Ecumenismo spirituale
- Details
- Hits: 2102
Interpellato in occasione della visita del Papa alla Basilica di San Paolo, il monaco benedettino britannico riconosce che al giorno d'oggi “le sfide, le minacce, le difficoltà per i cristiani sono aumentate” e auspica un “impegno particolare” nel “definire meglio ciò che significa cristiano in un mondo, specialmente nell'Occidente, ma anche in altre parti del mondo dove il cristianesimo non è ben capito”.

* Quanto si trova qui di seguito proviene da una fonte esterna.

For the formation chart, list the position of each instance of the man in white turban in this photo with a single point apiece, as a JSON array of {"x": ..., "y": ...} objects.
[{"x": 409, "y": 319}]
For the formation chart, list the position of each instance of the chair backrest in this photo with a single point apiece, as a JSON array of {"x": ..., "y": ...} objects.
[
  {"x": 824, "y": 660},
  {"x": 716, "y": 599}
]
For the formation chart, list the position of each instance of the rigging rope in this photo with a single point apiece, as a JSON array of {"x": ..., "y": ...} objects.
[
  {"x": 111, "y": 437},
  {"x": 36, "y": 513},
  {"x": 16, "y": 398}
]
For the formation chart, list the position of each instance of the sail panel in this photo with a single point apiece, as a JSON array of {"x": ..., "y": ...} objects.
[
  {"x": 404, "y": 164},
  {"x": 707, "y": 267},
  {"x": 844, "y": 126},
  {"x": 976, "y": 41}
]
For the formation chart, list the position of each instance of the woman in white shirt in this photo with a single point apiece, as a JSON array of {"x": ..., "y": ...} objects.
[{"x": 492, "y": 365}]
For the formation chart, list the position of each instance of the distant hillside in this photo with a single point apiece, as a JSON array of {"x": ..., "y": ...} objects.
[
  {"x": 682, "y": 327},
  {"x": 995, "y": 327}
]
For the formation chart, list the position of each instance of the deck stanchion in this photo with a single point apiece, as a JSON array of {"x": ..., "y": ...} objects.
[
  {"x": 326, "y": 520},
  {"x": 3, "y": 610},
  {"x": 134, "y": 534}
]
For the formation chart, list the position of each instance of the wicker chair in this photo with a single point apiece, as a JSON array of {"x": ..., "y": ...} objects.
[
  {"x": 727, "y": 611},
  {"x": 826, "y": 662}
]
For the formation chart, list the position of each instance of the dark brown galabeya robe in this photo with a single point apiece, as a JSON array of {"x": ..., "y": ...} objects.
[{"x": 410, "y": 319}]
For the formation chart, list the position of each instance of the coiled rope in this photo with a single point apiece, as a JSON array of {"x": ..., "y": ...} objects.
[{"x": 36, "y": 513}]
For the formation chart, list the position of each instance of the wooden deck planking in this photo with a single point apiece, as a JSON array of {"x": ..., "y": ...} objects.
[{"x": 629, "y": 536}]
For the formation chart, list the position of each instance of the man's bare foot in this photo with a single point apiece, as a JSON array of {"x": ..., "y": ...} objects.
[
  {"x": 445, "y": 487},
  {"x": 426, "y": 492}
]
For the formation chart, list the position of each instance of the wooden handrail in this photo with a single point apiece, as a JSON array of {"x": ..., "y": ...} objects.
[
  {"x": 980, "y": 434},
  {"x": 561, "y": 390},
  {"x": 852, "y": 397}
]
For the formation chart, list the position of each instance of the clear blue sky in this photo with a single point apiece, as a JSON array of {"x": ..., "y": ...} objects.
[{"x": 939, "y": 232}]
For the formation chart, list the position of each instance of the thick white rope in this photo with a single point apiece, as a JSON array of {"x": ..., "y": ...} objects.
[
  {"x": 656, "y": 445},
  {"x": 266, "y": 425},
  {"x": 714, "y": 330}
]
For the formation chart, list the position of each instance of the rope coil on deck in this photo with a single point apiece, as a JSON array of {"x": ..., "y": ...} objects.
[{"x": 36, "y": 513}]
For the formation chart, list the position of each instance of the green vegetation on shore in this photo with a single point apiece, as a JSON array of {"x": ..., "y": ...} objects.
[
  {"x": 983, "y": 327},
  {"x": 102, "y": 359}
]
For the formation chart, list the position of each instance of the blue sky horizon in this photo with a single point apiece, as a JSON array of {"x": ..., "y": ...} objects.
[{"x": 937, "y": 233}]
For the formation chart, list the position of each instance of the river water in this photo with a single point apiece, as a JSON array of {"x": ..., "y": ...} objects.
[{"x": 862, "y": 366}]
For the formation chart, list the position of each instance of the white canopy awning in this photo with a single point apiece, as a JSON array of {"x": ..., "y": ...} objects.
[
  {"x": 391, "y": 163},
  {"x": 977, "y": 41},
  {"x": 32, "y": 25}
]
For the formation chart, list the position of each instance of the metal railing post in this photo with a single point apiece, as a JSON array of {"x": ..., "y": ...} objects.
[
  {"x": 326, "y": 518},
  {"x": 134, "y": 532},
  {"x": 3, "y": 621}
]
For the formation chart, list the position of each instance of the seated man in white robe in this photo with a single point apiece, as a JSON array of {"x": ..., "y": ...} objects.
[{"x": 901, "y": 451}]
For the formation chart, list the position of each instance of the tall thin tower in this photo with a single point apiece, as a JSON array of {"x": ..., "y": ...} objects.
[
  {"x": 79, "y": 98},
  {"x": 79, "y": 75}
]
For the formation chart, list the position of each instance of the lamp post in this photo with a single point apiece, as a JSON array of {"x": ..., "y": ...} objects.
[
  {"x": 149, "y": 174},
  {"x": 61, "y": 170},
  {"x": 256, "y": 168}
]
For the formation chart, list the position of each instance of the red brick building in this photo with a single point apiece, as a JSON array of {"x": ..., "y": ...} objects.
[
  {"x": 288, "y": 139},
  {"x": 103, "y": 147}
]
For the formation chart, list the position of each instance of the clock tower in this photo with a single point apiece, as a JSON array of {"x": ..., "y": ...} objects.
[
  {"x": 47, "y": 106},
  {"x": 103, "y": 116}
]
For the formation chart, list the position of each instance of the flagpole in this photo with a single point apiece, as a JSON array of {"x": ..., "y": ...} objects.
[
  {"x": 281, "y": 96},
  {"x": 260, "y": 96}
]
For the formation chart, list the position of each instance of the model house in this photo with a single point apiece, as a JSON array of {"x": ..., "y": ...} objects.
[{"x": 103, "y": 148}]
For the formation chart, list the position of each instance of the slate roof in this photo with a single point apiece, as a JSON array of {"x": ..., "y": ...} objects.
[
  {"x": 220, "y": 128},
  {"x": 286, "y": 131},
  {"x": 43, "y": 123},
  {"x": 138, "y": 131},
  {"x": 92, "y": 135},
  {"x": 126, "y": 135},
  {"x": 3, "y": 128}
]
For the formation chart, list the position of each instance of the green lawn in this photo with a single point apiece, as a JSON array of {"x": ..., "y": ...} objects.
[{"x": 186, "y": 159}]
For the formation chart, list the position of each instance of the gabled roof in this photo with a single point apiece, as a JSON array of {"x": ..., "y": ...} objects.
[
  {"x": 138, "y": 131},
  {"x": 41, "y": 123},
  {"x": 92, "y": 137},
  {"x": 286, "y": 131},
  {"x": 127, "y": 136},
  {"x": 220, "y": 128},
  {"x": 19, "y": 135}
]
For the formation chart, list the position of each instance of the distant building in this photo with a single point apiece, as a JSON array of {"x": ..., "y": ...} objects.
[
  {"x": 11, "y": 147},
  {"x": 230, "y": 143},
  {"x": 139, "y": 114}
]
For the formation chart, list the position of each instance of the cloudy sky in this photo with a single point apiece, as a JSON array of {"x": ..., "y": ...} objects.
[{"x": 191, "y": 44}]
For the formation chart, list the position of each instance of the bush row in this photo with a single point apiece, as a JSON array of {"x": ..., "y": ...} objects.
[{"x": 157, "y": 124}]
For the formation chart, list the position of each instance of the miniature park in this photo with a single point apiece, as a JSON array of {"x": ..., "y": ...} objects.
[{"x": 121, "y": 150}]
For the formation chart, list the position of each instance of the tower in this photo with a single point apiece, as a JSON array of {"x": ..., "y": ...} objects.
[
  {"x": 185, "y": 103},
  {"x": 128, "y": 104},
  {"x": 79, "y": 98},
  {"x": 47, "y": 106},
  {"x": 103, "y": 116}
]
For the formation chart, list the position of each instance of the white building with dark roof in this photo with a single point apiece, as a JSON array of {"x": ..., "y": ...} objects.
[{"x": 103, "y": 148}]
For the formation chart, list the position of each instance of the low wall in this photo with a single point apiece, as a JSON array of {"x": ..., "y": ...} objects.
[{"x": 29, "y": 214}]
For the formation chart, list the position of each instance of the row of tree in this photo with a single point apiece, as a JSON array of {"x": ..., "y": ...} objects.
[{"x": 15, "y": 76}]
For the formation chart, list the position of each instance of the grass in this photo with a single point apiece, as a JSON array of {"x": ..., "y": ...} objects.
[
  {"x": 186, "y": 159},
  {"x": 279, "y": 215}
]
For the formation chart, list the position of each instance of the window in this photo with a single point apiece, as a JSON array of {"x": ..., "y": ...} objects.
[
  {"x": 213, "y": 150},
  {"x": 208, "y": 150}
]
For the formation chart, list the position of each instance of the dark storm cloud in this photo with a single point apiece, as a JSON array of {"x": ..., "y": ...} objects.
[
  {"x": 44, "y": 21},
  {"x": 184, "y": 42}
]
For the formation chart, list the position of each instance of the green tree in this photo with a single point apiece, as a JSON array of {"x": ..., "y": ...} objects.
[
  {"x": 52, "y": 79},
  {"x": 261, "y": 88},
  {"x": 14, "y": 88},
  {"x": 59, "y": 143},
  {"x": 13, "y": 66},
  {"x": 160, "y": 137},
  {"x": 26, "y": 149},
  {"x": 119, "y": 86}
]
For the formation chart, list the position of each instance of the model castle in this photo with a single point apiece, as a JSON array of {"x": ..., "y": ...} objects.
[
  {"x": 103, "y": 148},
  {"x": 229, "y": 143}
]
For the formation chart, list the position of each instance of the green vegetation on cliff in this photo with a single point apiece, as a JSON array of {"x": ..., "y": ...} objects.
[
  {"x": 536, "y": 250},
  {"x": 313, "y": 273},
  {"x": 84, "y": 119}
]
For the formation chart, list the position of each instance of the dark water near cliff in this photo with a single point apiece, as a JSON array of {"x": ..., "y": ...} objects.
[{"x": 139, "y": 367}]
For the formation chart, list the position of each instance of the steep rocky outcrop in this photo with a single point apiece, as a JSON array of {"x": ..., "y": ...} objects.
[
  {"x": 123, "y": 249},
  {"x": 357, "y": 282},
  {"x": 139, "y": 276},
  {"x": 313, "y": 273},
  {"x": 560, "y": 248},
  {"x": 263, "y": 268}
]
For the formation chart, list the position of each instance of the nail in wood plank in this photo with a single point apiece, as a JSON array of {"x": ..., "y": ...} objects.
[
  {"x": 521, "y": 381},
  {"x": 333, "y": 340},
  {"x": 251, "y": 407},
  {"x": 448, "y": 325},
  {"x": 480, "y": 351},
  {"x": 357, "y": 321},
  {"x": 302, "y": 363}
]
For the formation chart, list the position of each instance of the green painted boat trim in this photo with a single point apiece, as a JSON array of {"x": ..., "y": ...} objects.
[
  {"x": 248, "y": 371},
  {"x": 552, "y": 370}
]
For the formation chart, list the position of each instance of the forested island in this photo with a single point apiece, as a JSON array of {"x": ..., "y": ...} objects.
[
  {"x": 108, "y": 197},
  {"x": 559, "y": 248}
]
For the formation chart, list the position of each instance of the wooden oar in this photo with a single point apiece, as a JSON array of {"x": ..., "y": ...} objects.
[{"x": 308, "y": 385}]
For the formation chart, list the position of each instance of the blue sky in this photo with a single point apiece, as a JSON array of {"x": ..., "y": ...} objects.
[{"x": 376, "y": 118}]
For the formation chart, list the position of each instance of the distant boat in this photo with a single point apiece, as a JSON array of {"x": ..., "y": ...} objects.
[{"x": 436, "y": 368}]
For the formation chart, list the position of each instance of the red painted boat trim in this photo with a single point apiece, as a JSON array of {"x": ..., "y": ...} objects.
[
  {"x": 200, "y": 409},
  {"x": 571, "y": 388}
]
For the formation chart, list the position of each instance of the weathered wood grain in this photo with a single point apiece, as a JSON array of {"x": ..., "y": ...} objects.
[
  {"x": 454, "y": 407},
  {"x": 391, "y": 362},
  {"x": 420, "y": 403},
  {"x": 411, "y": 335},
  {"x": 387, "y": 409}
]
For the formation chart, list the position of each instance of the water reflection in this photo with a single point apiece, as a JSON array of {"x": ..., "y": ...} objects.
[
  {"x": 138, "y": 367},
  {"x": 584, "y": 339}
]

Tale impegno, osserva, è necessario per “proclamare il messaggio di Cristo”: “dobbiamo farlo insieme”, ha osservato.
L'abate ha confessato nella sala dalla quale è stato proclamato il Concilio Ecumenico Vaticano II che all'inizio, quando sentiva parlare di “ecumenismo spirituale”, pensava che si trattasse di una definizione “un po' pragmatica” che si proclamava “a causa della mancanza di progresso concreto nell'unità”. Era come se si fosse detto: “non è possibile una vera unità, facciamo un'unità spirituale”.
In seguito, tuttavia, si è compreso che “c'è un senso profondo della frase”, che secondo lui significa che “ciò che possiamo fare è cercare Cristo insieme”.
“Questo è primario ma più importante è che nessuna unione è possibile se tutti coloro che credono in Cristo non sono profondamente radicati nella vita di Cristo”.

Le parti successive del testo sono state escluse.